Fig. 1: Summary of pipeline predictions.
From: Estimating tumor mutational burden from RNA-sequencing without a matched-normal sample

a An overview of the RNA-MuTect-WMN pipeline: In the training set (n = 100, green arrows), RNA-MuTect is applied on tumor RNA and a matched-normal DNA to obtain a list of variants labeled as somatic or germline. A random forest classifier is then trained with the collected set of features for each variant in a 5-fold cross validation manner. In the test set (orange arrows), 3 steps are performed: (1) MuTect is applied with tumor RNA and without a matched-normal sample, to yield a list of mixed somatic and germline variants. (2) The five trained models are then applied to this set of variants and classify them as either somatic or germline in a majority vote manner. (3) Finally, the predicted set of variants is further filtered by the RNA-MuTect filtering steps. b Distribution of precision and recall values on validation (left) and test (right) sets computed for each sample.

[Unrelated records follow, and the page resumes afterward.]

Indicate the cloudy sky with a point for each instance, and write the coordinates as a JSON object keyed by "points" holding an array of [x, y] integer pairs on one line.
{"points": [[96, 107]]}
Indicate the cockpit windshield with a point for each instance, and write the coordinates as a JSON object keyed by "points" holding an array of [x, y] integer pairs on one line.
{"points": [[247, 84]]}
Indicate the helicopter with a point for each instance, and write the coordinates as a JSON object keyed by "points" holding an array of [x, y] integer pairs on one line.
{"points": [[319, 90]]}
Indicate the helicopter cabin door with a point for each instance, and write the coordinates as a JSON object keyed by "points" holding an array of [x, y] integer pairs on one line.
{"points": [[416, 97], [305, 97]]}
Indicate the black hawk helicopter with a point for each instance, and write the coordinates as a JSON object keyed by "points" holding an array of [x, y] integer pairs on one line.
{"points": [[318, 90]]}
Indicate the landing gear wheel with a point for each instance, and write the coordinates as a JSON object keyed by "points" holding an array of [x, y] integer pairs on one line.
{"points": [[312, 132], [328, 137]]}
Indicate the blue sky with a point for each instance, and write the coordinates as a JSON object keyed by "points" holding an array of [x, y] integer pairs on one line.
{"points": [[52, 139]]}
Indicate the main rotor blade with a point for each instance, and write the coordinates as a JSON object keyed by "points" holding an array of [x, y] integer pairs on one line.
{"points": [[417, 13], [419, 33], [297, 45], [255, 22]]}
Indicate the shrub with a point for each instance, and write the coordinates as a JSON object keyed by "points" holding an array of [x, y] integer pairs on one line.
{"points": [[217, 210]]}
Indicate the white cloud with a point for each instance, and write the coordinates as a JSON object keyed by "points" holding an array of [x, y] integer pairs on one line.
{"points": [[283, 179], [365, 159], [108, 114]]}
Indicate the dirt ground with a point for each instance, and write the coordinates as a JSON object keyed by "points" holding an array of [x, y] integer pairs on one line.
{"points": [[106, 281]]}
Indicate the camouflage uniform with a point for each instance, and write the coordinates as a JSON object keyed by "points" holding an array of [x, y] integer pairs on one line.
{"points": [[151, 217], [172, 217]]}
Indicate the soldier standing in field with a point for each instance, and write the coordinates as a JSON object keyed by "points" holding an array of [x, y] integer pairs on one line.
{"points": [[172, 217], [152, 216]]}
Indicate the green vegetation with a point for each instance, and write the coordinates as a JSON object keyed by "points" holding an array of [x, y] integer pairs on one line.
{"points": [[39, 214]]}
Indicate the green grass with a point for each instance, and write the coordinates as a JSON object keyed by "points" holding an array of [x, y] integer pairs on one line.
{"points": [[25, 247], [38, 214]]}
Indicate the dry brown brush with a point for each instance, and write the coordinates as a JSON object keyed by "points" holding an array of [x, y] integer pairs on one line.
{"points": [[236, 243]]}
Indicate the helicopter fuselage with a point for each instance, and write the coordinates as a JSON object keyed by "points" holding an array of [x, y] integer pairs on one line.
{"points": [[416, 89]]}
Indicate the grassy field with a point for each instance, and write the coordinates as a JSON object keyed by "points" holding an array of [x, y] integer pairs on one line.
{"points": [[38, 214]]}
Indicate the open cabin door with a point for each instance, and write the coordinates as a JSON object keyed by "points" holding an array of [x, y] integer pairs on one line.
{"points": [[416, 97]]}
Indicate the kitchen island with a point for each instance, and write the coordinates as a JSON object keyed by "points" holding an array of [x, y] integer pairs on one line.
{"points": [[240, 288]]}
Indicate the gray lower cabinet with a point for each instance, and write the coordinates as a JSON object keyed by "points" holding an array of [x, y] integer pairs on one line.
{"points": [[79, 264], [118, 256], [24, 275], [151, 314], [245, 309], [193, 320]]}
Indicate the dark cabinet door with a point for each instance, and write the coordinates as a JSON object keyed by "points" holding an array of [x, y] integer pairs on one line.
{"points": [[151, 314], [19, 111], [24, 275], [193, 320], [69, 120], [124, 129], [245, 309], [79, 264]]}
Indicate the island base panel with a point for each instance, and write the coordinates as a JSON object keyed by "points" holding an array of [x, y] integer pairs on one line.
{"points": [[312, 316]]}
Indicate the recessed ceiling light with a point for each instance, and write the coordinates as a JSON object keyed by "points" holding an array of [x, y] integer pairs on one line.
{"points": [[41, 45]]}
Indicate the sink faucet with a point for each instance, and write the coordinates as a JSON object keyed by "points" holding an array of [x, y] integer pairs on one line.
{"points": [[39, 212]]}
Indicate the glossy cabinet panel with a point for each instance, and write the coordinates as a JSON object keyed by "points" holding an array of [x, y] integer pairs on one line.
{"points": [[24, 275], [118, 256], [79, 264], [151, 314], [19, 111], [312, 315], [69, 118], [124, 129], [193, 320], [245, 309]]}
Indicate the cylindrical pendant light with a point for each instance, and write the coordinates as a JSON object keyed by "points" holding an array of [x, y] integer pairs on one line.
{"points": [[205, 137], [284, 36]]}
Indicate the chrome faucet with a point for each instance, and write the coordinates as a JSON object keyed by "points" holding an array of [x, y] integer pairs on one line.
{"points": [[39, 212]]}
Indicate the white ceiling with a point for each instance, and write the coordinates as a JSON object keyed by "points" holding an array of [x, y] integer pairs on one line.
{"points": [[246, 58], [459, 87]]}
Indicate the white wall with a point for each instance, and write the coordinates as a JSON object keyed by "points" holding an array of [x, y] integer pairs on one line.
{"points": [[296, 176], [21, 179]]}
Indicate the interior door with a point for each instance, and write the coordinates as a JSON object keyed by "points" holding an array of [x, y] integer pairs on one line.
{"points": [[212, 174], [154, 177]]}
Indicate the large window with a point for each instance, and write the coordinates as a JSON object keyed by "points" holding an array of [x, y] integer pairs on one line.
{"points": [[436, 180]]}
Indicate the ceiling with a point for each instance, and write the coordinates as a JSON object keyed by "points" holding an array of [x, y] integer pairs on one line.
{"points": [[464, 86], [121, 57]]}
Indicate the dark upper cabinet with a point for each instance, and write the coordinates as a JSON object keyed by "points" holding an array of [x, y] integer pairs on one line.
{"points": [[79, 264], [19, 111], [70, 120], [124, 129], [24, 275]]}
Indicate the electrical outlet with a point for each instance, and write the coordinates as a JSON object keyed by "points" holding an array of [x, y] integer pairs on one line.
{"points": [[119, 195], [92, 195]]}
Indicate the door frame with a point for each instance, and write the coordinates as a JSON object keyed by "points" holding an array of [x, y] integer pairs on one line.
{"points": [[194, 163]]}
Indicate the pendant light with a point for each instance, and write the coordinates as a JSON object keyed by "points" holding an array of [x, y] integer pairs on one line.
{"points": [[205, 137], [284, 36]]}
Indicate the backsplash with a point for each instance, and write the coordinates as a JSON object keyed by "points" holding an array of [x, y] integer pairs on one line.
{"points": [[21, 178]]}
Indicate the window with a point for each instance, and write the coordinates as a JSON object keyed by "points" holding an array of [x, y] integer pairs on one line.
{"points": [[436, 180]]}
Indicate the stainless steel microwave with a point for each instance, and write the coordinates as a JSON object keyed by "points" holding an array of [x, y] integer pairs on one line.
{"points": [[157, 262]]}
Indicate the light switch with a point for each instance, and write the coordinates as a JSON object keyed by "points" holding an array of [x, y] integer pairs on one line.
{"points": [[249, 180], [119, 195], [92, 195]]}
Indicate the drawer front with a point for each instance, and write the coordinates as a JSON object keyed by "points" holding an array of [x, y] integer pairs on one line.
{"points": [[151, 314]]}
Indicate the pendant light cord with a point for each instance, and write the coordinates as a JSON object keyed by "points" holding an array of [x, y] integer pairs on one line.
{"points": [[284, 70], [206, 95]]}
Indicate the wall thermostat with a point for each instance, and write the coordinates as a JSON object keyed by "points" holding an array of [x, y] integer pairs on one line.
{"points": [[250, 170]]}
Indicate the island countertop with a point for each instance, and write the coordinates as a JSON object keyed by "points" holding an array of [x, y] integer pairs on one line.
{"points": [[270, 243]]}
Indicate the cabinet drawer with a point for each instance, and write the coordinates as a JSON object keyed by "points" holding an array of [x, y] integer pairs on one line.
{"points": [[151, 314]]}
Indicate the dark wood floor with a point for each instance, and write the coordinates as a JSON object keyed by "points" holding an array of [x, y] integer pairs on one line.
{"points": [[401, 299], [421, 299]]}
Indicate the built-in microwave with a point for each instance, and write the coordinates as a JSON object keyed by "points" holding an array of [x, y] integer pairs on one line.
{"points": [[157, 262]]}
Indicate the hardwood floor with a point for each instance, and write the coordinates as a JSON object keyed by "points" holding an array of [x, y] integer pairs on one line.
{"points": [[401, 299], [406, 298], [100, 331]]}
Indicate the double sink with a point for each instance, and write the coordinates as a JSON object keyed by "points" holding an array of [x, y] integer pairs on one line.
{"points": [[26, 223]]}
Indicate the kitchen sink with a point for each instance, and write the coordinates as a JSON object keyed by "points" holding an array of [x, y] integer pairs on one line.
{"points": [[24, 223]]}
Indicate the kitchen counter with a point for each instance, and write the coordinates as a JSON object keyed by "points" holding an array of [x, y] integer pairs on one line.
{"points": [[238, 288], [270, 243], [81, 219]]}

Box plots show median, 25th, and 75th percentiles. The whiskers extend to the most extreme data points not considered outliers, and the outliers are represented as dots. c Precision as the function of the number of true somatic mutations per sample. d Correlation between the number of predicted somatic mutations and the number of somatic mutations as determined by DNA with a matched-normal DNA sample. e Correlation between the number of predicted somatic mutations and the number of somatic mutations as determined by RNA with a matched-normal DNA sample. f Distribution of precision and recall values on validation (left) and test (right) sets computed for each sample in the lung dataset. Box plots show median, 25th, and 75th percentiles. The whiskers extend to the most extreme data points not considered outliers, and the outliers are represented as dots. g Distribution of precision and recall values on validation (left) and test (right) sets computed for each sample in the colon dataset. Box plots show median, 25th, and 75th percentiles. The whiskers extend to the most extreme data points not considered outliers, and the outliers are represented as dots. Source data are provided as a Source Data file.